Strom-ABC - Alles rund um den Strom

Stromverbrauch der Mikrowelle

Die Mikrowelle hat in den paar Minuten, die sie meist nur in Betrieb ist, einen sehr hohen Stromverbrauch. Von diesem hohen Stromverbrauch werden nur 50-60 % genutzt, um die Lebensmittel zu erwärmen. Die anderen 40-50 % werden über den Lüfter an die Umgebung abgegeben und sind verloren.

Trotzdem ist die Mikrowelle bei kleinen Mengen günstig im Stromverbrauch und dem Herd vorzuziehen.

Wann hat die Mikrowelle einen geringen Stromverbrauch

Bei der Mikrowelle werden nur 50-60 % vom Stromverbrauch an das Lebensmittel gegeben. Die übrigen 40-50 % werden über den Lüfter der Mikrowelle an die Umgebung abgegeben und können nicht genutzt werden.

Beim Herd wird zusätzlicher Strom verbraucht, um den Topf zu erhitzen. Je nach Herdart müssen zusätzlich auch noch die Heizspirale und die Herdplatte erhitzt werden.

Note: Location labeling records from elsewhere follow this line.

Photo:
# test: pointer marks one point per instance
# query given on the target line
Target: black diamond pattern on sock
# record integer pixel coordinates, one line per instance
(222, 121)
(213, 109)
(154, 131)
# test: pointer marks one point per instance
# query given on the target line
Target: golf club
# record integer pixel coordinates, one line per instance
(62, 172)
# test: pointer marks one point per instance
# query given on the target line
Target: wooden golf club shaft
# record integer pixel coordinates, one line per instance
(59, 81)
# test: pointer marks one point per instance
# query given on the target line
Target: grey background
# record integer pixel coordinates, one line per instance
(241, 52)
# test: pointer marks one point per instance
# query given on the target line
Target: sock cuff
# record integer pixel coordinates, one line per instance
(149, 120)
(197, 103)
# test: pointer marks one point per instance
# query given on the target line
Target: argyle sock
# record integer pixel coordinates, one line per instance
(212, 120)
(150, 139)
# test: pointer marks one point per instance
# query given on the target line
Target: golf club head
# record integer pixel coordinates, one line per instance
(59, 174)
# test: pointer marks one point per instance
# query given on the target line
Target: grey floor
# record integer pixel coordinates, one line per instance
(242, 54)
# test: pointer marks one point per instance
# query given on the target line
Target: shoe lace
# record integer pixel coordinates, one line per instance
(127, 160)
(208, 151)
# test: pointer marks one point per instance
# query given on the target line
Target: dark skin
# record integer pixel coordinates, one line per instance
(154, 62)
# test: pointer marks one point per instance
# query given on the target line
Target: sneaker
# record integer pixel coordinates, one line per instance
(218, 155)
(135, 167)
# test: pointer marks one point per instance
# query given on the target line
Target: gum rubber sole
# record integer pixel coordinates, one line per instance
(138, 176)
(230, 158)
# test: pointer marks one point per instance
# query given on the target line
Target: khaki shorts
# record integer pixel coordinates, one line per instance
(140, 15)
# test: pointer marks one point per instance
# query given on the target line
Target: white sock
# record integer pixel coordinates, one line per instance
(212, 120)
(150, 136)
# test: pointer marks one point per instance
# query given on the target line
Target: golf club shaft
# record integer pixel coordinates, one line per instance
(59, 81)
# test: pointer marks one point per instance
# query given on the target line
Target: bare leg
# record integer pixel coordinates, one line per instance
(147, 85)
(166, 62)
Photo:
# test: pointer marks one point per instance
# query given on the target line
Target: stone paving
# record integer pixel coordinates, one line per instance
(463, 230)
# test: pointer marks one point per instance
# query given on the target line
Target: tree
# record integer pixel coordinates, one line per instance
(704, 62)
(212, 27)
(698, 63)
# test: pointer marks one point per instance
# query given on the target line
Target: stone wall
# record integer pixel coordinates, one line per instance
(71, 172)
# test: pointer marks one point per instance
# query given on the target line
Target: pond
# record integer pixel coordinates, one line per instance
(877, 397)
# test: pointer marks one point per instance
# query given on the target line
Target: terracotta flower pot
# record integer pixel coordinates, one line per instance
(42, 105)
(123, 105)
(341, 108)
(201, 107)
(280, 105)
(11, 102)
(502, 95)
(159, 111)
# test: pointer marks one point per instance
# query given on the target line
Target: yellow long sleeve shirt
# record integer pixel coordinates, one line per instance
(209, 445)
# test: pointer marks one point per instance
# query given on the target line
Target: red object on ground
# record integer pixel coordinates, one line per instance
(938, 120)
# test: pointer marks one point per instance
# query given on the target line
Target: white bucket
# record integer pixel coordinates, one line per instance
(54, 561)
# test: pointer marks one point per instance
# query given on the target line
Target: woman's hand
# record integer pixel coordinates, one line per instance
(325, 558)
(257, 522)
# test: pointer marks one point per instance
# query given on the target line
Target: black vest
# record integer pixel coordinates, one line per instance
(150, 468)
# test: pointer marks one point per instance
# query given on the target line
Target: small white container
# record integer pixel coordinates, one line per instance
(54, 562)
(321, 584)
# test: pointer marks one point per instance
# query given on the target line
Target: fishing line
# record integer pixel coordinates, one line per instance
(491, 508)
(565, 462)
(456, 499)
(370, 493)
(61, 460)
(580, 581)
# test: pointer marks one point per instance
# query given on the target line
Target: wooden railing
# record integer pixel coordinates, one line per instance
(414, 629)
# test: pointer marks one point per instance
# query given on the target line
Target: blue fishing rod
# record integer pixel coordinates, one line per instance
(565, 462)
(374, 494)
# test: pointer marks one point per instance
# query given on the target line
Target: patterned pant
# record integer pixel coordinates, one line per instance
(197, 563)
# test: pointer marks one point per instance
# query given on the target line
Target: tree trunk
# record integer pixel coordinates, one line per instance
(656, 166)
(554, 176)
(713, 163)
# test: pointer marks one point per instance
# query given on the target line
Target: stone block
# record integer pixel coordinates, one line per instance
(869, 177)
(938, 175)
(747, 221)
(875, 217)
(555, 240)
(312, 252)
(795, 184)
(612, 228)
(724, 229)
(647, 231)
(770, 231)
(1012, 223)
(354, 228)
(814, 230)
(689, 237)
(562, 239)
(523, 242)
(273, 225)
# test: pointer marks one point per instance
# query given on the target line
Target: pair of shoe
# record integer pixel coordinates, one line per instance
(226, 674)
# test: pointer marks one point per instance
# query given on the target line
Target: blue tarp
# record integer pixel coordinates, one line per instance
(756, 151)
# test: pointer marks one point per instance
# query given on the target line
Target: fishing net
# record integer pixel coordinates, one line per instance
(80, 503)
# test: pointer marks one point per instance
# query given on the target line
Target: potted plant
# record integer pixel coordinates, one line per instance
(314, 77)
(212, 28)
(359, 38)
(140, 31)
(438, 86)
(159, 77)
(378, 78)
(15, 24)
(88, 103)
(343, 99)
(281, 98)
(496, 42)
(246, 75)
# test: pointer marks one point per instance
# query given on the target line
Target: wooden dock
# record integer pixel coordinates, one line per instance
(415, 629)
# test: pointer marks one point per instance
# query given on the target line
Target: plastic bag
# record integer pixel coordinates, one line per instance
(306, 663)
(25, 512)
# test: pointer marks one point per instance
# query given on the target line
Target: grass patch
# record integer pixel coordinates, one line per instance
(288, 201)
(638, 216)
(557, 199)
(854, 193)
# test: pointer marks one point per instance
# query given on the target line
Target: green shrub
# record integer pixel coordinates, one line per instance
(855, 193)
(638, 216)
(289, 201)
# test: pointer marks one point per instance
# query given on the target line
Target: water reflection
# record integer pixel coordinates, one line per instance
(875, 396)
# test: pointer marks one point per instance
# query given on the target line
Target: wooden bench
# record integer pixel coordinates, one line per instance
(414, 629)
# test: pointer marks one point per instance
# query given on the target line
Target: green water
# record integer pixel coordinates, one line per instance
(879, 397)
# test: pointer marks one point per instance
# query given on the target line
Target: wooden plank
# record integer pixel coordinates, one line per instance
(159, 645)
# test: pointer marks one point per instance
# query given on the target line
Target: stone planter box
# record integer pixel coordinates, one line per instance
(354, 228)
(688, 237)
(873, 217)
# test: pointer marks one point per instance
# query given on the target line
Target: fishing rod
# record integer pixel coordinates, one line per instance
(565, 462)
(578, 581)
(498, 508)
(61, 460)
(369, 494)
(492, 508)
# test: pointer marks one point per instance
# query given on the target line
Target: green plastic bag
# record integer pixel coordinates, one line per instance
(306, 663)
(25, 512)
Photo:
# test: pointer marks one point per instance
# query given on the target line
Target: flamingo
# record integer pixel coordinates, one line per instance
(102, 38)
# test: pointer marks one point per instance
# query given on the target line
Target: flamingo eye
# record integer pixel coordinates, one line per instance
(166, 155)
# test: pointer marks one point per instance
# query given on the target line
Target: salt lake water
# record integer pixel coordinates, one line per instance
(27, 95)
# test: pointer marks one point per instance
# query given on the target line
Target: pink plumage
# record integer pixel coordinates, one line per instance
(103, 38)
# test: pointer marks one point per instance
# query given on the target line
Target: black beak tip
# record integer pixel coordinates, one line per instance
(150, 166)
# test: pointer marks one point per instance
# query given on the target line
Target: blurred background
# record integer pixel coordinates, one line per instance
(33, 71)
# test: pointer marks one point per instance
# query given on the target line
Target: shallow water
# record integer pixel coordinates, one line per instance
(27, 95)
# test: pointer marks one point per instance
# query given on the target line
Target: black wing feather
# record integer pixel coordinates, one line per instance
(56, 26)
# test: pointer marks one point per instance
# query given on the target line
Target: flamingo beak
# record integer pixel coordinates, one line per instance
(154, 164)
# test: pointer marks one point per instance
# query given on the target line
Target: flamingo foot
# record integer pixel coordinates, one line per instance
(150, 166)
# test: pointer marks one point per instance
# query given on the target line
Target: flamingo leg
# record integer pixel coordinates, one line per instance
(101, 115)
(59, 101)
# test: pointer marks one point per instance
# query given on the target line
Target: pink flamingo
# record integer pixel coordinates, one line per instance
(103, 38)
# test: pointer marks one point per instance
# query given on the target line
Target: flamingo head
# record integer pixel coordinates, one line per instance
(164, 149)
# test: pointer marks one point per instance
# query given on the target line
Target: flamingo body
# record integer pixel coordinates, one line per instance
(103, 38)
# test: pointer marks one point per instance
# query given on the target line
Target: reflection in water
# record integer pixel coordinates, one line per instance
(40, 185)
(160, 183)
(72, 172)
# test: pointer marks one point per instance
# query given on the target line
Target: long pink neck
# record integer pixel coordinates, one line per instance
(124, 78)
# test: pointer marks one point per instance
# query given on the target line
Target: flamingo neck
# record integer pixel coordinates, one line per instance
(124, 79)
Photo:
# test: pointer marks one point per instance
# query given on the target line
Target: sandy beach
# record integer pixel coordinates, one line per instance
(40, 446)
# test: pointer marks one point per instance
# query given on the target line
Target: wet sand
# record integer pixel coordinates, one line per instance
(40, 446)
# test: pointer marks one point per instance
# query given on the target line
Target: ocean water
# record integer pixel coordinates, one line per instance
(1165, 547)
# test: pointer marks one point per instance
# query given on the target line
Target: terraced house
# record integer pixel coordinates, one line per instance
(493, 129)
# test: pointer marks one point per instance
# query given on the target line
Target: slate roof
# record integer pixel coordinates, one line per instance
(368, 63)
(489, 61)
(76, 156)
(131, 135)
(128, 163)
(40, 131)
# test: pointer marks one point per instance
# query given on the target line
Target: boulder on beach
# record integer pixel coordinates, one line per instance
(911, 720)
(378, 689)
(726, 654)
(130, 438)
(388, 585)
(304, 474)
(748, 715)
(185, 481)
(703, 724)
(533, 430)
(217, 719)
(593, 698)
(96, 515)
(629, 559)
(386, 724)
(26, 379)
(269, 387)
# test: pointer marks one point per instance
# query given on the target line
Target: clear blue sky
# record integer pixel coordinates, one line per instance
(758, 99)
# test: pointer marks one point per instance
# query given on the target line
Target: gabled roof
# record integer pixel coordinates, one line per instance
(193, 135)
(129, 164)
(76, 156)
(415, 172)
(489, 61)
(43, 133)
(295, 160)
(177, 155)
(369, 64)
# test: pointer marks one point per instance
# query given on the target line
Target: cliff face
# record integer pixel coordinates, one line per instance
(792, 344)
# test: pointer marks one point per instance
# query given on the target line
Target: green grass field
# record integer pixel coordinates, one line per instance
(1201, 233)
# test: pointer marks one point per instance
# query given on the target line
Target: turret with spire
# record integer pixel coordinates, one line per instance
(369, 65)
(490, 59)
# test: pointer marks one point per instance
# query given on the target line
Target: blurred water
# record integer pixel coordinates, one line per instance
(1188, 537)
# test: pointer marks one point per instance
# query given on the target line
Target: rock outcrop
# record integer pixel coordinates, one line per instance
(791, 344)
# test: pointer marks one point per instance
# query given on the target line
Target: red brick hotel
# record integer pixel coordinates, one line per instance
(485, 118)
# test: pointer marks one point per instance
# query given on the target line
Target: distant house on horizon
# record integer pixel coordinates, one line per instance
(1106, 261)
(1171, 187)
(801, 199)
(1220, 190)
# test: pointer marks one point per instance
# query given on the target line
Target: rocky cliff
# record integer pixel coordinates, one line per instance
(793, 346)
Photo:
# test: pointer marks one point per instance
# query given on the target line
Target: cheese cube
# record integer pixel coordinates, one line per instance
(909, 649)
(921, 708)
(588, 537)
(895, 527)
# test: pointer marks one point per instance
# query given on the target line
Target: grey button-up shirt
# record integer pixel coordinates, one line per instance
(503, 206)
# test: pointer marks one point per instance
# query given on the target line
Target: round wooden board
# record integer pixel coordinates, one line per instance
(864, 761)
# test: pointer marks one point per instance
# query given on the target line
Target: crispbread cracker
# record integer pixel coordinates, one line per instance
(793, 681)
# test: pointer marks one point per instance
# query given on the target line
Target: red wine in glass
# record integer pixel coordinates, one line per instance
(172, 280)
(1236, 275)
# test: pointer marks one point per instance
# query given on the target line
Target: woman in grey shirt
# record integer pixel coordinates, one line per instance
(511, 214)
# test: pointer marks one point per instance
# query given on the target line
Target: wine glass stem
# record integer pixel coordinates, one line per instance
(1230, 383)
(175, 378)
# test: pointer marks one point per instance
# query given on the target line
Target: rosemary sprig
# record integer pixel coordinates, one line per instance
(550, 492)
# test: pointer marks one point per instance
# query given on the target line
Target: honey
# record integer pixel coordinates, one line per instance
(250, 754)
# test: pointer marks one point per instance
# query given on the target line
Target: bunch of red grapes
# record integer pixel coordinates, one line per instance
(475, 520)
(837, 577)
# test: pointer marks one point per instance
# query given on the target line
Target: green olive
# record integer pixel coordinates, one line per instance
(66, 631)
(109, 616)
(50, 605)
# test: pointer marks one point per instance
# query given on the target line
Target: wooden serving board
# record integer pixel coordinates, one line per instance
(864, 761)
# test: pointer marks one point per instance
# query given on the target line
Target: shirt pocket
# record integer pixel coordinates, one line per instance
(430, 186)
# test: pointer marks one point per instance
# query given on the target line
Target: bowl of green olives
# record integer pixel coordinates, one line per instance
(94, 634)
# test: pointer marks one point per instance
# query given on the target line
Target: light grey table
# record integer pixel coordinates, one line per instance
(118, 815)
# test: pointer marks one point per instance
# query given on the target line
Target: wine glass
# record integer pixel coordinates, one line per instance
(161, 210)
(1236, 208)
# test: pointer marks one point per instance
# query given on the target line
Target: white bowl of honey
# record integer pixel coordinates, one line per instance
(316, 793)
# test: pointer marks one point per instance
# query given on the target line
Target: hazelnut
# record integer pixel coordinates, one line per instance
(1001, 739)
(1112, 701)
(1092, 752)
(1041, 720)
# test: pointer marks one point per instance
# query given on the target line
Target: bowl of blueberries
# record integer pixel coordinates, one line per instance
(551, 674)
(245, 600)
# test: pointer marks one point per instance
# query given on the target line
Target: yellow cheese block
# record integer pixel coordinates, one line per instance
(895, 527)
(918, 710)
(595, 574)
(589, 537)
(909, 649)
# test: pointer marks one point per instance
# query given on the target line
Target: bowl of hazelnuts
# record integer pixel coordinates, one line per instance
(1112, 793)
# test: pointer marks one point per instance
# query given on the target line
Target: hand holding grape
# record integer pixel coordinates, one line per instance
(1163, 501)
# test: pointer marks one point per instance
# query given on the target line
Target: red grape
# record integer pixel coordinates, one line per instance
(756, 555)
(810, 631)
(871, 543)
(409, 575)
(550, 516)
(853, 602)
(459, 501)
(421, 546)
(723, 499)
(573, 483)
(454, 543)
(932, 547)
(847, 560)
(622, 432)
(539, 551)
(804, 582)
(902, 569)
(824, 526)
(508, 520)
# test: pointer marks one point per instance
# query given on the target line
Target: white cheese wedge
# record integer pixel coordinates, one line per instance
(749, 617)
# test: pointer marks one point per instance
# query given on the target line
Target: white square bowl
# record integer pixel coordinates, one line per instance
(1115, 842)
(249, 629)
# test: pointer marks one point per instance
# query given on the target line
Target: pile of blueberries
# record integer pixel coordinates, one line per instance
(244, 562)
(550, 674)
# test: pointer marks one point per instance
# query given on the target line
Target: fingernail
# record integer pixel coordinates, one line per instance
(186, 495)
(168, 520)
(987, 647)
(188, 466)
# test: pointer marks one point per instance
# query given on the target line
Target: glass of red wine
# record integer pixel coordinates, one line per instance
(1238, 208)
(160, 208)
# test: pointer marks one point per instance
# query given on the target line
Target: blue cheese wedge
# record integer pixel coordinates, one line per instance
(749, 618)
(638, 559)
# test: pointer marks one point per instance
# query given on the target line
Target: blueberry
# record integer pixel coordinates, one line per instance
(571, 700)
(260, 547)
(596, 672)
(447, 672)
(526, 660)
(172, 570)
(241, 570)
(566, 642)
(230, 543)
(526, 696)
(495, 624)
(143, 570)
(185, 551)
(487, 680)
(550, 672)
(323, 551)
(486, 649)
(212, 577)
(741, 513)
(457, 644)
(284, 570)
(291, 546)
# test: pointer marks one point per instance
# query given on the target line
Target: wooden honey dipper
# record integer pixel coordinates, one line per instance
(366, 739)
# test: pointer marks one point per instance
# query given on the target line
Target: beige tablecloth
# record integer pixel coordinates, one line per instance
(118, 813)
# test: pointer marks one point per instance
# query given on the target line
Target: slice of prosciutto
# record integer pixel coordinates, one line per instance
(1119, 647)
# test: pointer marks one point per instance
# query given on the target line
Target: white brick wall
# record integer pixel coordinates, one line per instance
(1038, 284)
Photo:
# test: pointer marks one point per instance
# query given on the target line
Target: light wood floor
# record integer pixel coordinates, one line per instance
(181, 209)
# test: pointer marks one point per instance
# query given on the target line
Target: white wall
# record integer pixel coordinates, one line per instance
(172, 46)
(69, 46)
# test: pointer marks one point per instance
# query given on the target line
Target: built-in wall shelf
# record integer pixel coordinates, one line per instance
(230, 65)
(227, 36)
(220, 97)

Die weitere Energie wird weitestgehend an das Kochgut abgegeben.

Die Mikrowelle ist sehr gut geeignet kleinere Mengen zu erhitzen. Der Stromverbrauch ist dabei geringer als beim Herd. Mit zunehmenden Mengen wird der Stromverbrauch der Mikrowelle ungünstig und der Herd ist zu bevorzugen.

Bei welcher Menge ist der Stromverbrauch niedrig

Die genaue Menge, bis zu der eine Mikrowelle günstiger im Stromverbrauch ist, hängt von vielen Faktoren ab. Als Größenordnung kann man von ungefähr 250 ml oder 250 Gramm ausgehen. Liegt man darunter, dann ist die Mikrowelle am preiswertesten. Liegt man darüber, dann ist der Herd preiswerter.

Unabhängig von der Menge sollten Sie zum Erhitzen von Wasser einen elektrischen Wasserkocher verwenden, da dort der Stromverbrauch am effektivsten umgesetzt wird. Da kommt auch die Mikrowelle nicht mit.

Den Stromverbrauch der Mikrowelle

Zunächst sollten Sie einen Blick in die Bedienungsanleitung und auf das Typschild der Mikrowelle werfen. Oft finden sich dort Angaben zum Stromverbrauch.

Wenn Sie realistische Werte für den Stromverbrauch haben wollen, dann messen Sie mit einem Energiemessgerät nach.